Loch Ruthven is a small RSPB reserve south of Inverness. It has a wonderful breeding population of slavionian grebes and is frequented by divers, and I hoped to see the grebes in their finery and hopefully get pictures of a black throated diver or two. 

After two hours in the car I pulled into the tiny carpark and unpacked the scope. The valley was steep sided and the loch banded by deciduous wood. A quick scan across the water and I picked up my first bird, a male; in silhouette, his large comb obvious even when backlit. In total I saw 3 pairs of slavonian grebes, 2 little grebes, but sadly no divers. Reed buntings and willow warblers flitted between the branches beside the hide, and the calls of curlew, black headed gull and cuckoos cut through the warm afternoon air.


Slav Pair

I pitched my tent outside the reserve in a nearby field and settled into my sleeping bag with an Innis and Gun and chapter two of Birds in a Cage. The cuckoos called consistently from all angles and through the open tent flap I watched a short eared owl quarter the low heath, occasionally stopping to scan the grass beside to carpark. It's foraging distracted me until the light fell.

Good view

Better view



The next day I had the tent down by 7:30 and was scanning the loch soon after. In addition to the little and slavonian grebes, a male red-breasted merganser sat on the wind ruffled surface. I stared long enough through my scope that I barely noticed when a common sand walked over my backpack, and - despite peering as far as I could along the loch - there was no sign of a diver. I decided to packed scope into the car and start south.  

I had decided to stop in at Loch Garten on the way home (it was more or less on the way), and found myself standing at the gates at 9:50, waiting for the reserve to re-open. Well, I was in luck, for into the mob of coal tits at the feeders flew a wonderful crestie. Most of the shots were rushed and masked by branches and other birds, but for two seconds it alighted on the gate post, allowing two semi-clear shots before vanishing back into the foliage.


Crestie at the Gate

At the visitor centre I set up my scope before dashing to the shop to collect some flapjack for breakfast. The ospreys were visible for a while, before disappearing off to fish. So I spent my time watching the redstarts and siskins until the hide got too full and I headed to Cairngorm to grab a cup of tea and something to eat before starting for home. 

Female Redstart


Tuesday, 26 May 2015

Patch Updates - Kindrogan and Millport

With a bank holiday morning to kill on Cumbrae, I take a slow wander along the coast. Over the past few months the warblers have returned and hear the calls of sedge warbler, chiffchaff and white throat as I walk. Behind the house a cuckoo is calling, the first I have heard on island in two years. In the bay, eider, red breasted merganser, and black guillemot bob on the gentle swell. Black headed gulls bathe in the shallows, smart in their summer plumage.

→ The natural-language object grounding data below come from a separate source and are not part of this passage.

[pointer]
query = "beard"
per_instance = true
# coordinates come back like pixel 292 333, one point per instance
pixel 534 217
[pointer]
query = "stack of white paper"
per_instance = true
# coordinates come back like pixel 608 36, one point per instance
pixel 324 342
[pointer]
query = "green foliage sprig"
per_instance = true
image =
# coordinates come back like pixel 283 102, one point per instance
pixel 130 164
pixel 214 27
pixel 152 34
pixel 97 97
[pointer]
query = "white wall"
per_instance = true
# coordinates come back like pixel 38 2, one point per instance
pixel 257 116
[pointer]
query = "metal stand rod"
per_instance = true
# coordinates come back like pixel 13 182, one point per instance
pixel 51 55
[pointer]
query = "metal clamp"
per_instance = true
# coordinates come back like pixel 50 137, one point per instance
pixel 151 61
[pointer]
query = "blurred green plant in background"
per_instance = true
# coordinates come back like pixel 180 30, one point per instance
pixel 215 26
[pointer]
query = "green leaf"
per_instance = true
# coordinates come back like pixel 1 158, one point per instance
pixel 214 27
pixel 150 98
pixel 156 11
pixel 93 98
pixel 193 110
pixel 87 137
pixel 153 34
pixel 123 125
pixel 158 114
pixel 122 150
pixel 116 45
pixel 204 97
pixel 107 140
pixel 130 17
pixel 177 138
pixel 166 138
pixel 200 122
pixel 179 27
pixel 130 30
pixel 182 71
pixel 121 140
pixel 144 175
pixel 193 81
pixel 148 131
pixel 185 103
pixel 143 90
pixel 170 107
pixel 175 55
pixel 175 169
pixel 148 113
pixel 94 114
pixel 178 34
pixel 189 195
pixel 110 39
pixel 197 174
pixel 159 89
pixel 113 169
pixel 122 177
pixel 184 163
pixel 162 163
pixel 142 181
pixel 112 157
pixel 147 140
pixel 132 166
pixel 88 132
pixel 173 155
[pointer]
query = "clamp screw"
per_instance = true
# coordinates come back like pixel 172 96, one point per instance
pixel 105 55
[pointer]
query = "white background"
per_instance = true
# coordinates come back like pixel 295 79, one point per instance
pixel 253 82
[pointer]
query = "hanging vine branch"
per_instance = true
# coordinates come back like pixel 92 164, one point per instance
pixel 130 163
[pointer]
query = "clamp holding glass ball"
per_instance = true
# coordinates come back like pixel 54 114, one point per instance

Passing through the town there are goldfinches and linnets on the wires and sandwich terns dip into the shallow waters between the seawall and the islands. Exiting the far side of the town I can see shags drying on the eilans, a second cuckoo is calling in the woods on the hillside, and as I enter the fields the cautious mobbing by lapwings begins. One is particularly persistant, following me along the path and past the sewage works as I make my way down to the shingle shore. Here it is replaced by nervous oystercatchers. ringed plover dart from beneath my feet and I can see the heads of greylags observing me from the tall grass. Hungry now I turn back toward the town, heading for the deli, and stroll back to the house with my well-deserved coffee; as I arrive home, I see a female blackcap dive into the undergrowth behind the house and hope for fledgling warblers soon.


At Kindrogan the buds have finally burst and the trees are full of foraging birds. As I started up the hill this morning there was very fresh pine marten scat on the trail, placed high on a rock that obviously marks the edge of two territories. Breaking through into the first felled area I can here at least four tree pipits and pretty soon can make them out, singing as they arch there way between the trees. A song thrush scolds angrily as it lifts from the ground, heading uphill, a cuckoo is calling, but today I do not see him, only the willow warblers moving through the newly opened birch buds. 

The yaffle of green woodpecker cuts down from the hillside and in the stands of pine I can see the siskins moving, wishing I had time to dawdle I move along the forestry track that leads back down to the road. To my left a greater spotter woodpecker flits through to land on a low tree stump and a mistle thrush regards me from the top of a spruce.